Mumbai University > Mechanical Engineering > Sem 6 > Finite Element Analysis

Marks: 5M

Year: may 2016

Subparametric, Isoparametric and Superparametric Elements

Consider quadrilateral element ABCD in x-y axis and equaivalent square element in transformed natural coordinates as shown in fig (a) and (b) . As we have to deal with curved edges as shown in fig (a) we have taken eight nodes. Coordinates of any point P(x,y) are interpolated as

$x = \sum N_i x_i$ and $y = \sum N_i y_i$

Here we can take just four vertices and use linear interpolation or use full eight nodes to take care of curved edges.

Displacements of point P(u,v) are also interpolated from nodal deflections using the same shape functions i.e

$u = \sum \phi_j u_j$ and $v = \sum \phi_j v_j$

Three posibilities arise in such problems.

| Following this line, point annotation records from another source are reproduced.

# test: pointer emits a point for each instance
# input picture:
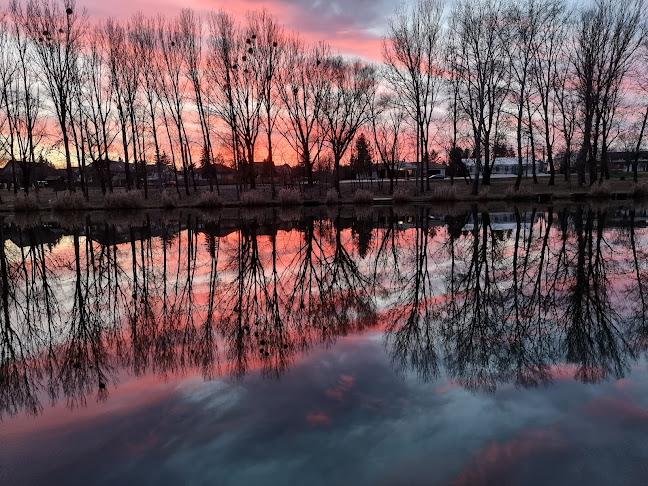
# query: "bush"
(169, 201)
(210, 200)
(123, 200)
(443, 193)
(290, 197)
(600, 191)
(24, 203)
(483, 193)
(640, 190)
(401, 195)
(362, 196)
(69, 201)
(253, 198)
(332, 197)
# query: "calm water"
(386, 346)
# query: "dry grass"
(600, 191)
(522, 194)
(210, 200)
(24, 203)
(290, 197)
(253, 198)
(332, 197)
(123, 200)
(443, 193)
(640, 190)
(169, 201)
(69, 201)
(401, 195)
(362, 196)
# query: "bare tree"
(479, 57)
(303, 87)
(270, 47)
(57, 31)
(347, 106)
(548, 52)
(609, 34)
(387, 122)
(522, 32)
(412, 56)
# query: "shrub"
(483, 193)
(69, 201)
(123, 200)
(401, 195)
(332, 197)
(169, 201)
(253, 198)
(290, 197)
(210, 200)
(443, 193)
(640, 190)
(24, 203)
(362, 196)
(600, 191)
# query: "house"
(622, 161)
(410, 170)
(56, 182)
(508, 166)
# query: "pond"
(408, 345)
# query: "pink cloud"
(492, 461)
(618, 409)
(318, 419)
(344, 385)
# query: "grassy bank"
(350, 193)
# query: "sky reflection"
(398, 351)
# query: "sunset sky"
(355, 28)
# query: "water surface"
(413, 345)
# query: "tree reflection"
(482, 298)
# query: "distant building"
(410, 170)
(508, 166)
(622, 161)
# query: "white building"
(508, 166)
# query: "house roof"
(502, 161)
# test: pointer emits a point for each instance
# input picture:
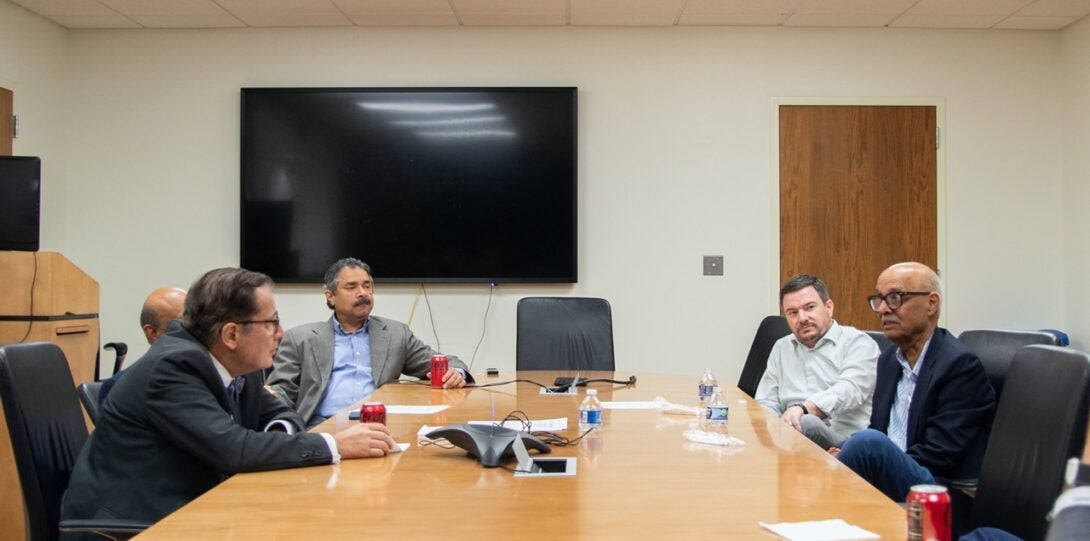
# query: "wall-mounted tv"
(20, 203)
(425, 184)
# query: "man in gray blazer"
(194, 410)
(323, 368)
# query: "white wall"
(673, 160)
(1075, 44)
(34, 65)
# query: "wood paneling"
(857, 193)
(7, 109)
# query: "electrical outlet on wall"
(713, 265)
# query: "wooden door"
(857, 193)
(7, 109)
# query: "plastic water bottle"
(716, 412)
(707, 385)
(590, 411)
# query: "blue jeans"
(875, 458)
(989, 535)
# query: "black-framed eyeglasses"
(275, 322)
(893, 299)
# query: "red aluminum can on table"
(929, 513)
(373, 412)
(438, 370)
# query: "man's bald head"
(160, 307)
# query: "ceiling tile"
(838, 20)
(854, 7)
(398, 12)
(286, 12)
(1057, 8)
(737, 12)
(1036, 23)
(971, 8)
(912, 21)
(511, 12)
(113, 21)
(626, 12)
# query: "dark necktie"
(233, 391)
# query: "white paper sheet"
(630, 405)
(414, 410)
(820, 530)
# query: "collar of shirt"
(223, 374)
(919, 361)
(833, 336)
(340, 331)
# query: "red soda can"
(373, 412)
(929, 513)
(438, 370)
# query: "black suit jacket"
(951, 415)
(168, 433)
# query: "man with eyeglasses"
(194, 410)
(933, 406)
(821, 376)
(323, 368)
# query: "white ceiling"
(1022, 14)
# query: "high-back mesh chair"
(1041, 422)
(47, 432)
(772, 328)
(996, 348)
(564, 333)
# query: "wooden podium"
(43, 298)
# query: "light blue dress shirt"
(351, 379)
(901, 403)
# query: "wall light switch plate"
(713, 265)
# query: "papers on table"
(819, 530)
(414, 410)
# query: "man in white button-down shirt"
(820, 379)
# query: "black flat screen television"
(424, 184)
(20, 203)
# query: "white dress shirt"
(837, 375)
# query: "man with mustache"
(193, 411)
(933, 406)
(821, 376)
(323, 368)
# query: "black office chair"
(996, 349)
(1040, 423)
(47, 432)
(879, 338)
(771, 329)
(88, 396)
(564, 333)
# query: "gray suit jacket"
(305, 359)
(168, 432)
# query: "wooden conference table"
(640, 479)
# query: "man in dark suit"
(933, 405)
(323, 368)
(194, 411)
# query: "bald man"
(161, 307)
(933, 406)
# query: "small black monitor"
(20, 203)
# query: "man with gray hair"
(933, 405)
(322, 368)
(820, 379)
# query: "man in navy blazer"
(194, 411)
(933, 406)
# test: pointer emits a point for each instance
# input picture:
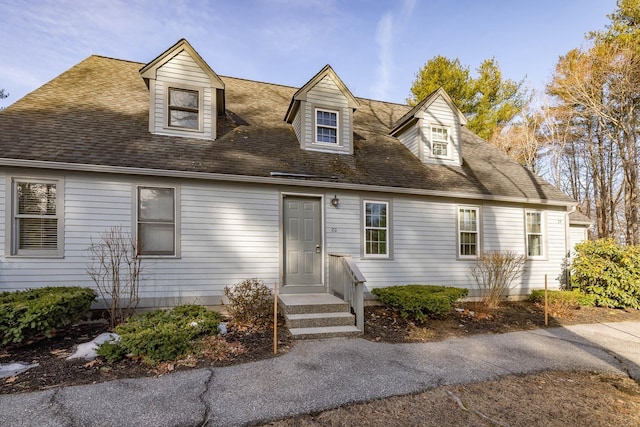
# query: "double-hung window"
(468, 231)
(376, 229)
(37, 208)
(156, 219)
(439, 141)
(535, 236)
(326, 126)
(183, 108)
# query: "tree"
(489, 102)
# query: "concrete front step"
(312, 303)
(312, 320)
(325, 332)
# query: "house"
(221, 179)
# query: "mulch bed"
(242, 345)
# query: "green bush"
(250, 303)
(36, 312)
(420, 301)
(608, 271)
(575, 298)
(161, 335)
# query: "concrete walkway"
(318, 375)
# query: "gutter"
(277, 178)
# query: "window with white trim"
(156, 217)
(376, 229)
(326, 126)
(535, 236)
(37, 208)
(183, 108)
(468, 231)
(439, 141)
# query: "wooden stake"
(546, 303)
(275, 318)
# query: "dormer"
(321, 113)
(431, 130)
(185, 94)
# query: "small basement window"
(184, 108)
(326, 126)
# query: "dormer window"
(439, 141)
(326, 126)
(183, 108)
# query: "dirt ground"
(547, 398)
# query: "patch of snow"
(13, 369)
(87, 351)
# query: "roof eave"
(81, 167)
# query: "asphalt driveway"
(323, 374)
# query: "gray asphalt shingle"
(96, 113)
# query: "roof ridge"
(113, 59)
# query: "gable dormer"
(185, 94)
(431, 130)
(321, 113)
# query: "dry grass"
(545, 399)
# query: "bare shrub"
(250, 303)
(495, 273)
(115, 269)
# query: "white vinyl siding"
(327, 96)
(228, 233)
(409, 139)
(577, 234)
(468, 232)
(182, 72)
(231, 232)
(36, 217)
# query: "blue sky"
(376, 47)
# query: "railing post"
(359, 308)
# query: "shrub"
(160, 335)
(36, 312)
(608, 271)
(575, 298)
(250, 303)
(115, 268)
(420, 301)
(495, 273)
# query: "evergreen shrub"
(40, 312)
(161, 335)
(608, 271)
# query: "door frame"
(283, 288)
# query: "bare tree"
(495, 273)
(116, 269)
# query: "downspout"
(567, 245)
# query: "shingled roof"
(97, 114)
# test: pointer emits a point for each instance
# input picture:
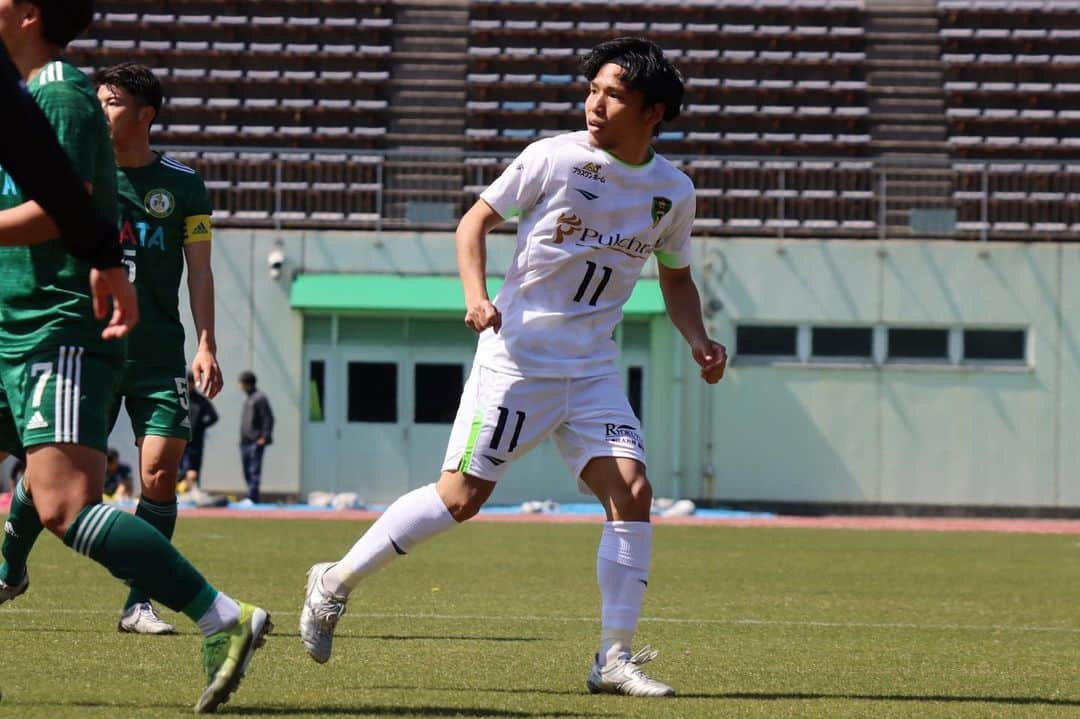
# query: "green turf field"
(498, 620)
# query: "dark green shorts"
(57, 396)
(157, 401)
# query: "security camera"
(274, 261)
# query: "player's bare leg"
(622, 571)
(159, 463)
(413, 518)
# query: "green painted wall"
(782, 432)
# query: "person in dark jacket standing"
(256, 432)
(202, 416)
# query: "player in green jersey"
(58, 376)
(164, 225)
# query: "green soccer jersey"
(44, 293)
(163, 206)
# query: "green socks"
(162, 517)
(19, 533)
(139, 555)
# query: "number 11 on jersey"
(588, 279)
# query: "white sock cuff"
(626, 543)
(436, 506)
(223, 613)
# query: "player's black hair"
(137, 80)
(644, 68)
(63, 21)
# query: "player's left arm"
(680, 293)
(197, 256)
(684, 308)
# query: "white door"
(373, 457)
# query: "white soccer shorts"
(502, 417)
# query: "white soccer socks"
(622, 571)
(413, 518)
(223, 613)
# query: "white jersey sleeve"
(674, 249)
(520, 187)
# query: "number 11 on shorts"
(501, 425)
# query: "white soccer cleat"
(320, 614)
(624, 676)
(12, 591)
(143, 619)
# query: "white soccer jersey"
(588, 224)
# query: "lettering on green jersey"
(9, 186)
(143, 234)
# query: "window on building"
(912, 343)
(373, 392)
(766, 340)
(998, 344)
(635, 387)
(316, 391)
(841, 342)
(437, 392)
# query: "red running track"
(900, 524)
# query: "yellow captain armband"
(197, 228)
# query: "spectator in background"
(256, 432)
(202, 415)
(118, 476)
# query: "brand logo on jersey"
(631, 246)
(9, 186)
(660, 207)
(566, 226)
(590, 171)
(143, 234)
(159, 203)
(622, 434)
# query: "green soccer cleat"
(227, 654)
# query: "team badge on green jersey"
(160, 203)
(660, 207)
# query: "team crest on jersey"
(566, 226)
(160, 203)
(590, 171)
(660, 207)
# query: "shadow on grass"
(379, 710)
(777, 696)
(797, 696)
(414, 637)
(359, 710)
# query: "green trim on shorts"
(471, 443)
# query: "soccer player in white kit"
(593, 206)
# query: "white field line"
(655, 620)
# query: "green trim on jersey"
(156, 202)
(471, 442)
(44, 293)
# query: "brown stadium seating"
(1010, 80)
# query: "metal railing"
(752, 197)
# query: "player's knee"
(639, 496)
(56, 517)
(464, 505)
(159, 484)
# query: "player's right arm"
(471, 242)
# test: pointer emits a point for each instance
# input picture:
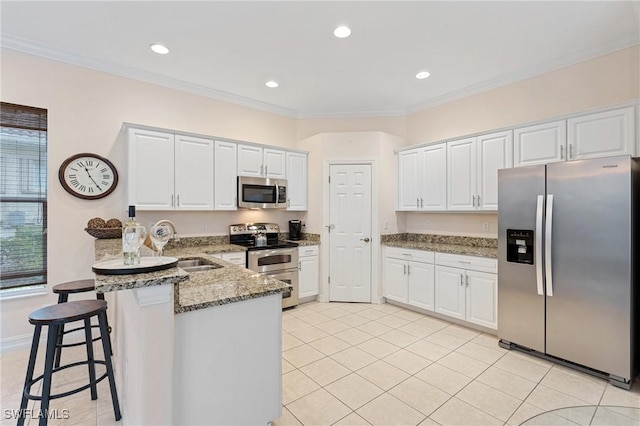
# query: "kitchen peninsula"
(195, 348)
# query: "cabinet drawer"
(407, 254)
(473, 263)
(307, 251)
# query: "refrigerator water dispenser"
(520, 246)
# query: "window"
(23, 196)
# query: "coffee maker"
(295, 230)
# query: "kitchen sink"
(197, 264)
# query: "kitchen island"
(196, 348)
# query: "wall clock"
(88, 176)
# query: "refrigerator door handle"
(547, 245)
(538, 252)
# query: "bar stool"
(63, 291)
(55, 316)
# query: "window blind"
(23, 195)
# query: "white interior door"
(350, 236)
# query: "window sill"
(19, 293)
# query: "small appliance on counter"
(295, 230)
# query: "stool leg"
(91, 360)
(101, 297)
(29, 377)
(106, 347)
(62, 298)
(48, 371)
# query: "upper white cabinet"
(162, 168)
(226, 187)
(261, 162)
(472, 170)
(422, 178)
(296, 181)
(603, 134)
(541, 144)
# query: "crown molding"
(25, 46)
(531, 72)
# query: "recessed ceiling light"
(159, 49)
(342, 32)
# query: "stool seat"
(79, 286)
(67, 312)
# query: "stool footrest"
(71, 392)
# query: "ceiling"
(228, 50)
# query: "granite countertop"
(194, 290)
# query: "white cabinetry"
(162, 168)
(261, 162)
(226, 187)
(409, 277)
(422, 179)
(603, 134)
(308, 268)
(296, 181)
(472, 170)
(466, 287)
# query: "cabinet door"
(408, 180)
(461, 174)
(433, 177)
(193, 173)
(395, 280)
(150, 170)
(421, 285)
(450, 291)
(308, 276)
(250, 161)
(226, 181)
(541, 144)
(274, 161)
(495, 151)
(296, 181)
(603, 134)
(482, 299)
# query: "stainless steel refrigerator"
(568, 263)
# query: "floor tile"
(443, 378)
(318, 408)
(302, 355)
(378, 347)
(420, 395)
(354, 390)
(386, 410)
(407, 361)
(325, 371)
(295, 385)
(509, 383)
(354, 358)
(383, 375)
(329, 345)
(490, 400)
(457, 412)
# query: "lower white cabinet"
(308, 268)
(237, 257)
(468, 289)
(409, 277)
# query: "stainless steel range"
(268, 256)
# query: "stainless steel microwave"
(262, 193)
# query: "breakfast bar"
(195, 348)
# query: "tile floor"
(361, 364)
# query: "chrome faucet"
(174, 236)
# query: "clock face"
(88, 176)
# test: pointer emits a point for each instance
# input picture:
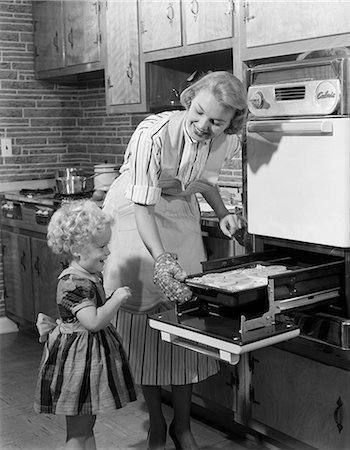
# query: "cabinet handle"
(23, 261)
(195, 9)
(98, 39)
(130, 72)
(252, 396)
(37, 266)
(109, 82)
(170, 13)
(338, 416)
(70, 38)
(246, 17)
(142, 26)
(64, 264)
(55, 41)
(230, 7)
(234, 381)
(252, 362)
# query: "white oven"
(297, 186)
(298, 179)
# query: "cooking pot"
(104, 176)
(70, 182)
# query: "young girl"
(84, 370)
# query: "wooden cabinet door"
(46, 267)
(123, 84)
(207, 20)
(48, 35)
(160, 24)
(18, 277)
(82, 33)
(304, 399)
(283, 21)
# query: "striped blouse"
(143, 156)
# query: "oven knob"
(257, 100)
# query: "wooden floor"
(21, 428)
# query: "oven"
(297, 190)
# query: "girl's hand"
(121, 295)
(229, 224)
(169, 276)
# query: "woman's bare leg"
(80, 434)
(157, 424)
(181, 427)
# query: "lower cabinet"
(220, 389)
(307, 400)
(30, 276)
(18, 277)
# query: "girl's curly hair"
(74, 226)
(227, 89)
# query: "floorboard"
(126, 429)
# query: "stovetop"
(44, 197)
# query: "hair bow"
(45, 324)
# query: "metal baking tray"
(309, 279)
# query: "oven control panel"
(11, 210)
(295, 98)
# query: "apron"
(178, 218)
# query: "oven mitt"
(169, 276)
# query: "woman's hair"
(74, 226)
(227, 89)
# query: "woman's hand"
(169, 276)
(120, 295)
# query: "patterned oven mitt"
(169, 276)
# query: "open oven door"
(224, 324)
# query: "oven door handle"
(302, 127)
(223, 355)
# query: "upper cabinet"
(160, 24)
(206, 21)
(125, 90)
(67, 37)
(48, 35)
(181, 25)
(280, 27)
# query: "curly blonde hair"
(74, 226)
(227, 89)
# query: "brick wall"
(53, 125)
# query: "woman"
(156, 236)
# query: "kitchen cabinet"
(17, 276)
(46, 266)
(160, 24)
(165, 24)
(280, 27)
(317, 411)
(124, 74)
(207, 21)
(220, 389)
(67, 37)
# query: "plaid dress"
(82, 372)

1. First possibility refers to subparametric elements where i < j. This is useful when geometry is simply polygonal but field variations are not known.
2. Second possibility refers to isoparametric elements where i - j. This is useful when geometry consists of curved edges and there are quadratic variations in displacements.
3. The third possibility refers to superparametric category where i > j. This is useful when geometry has curved features but is in low stress region.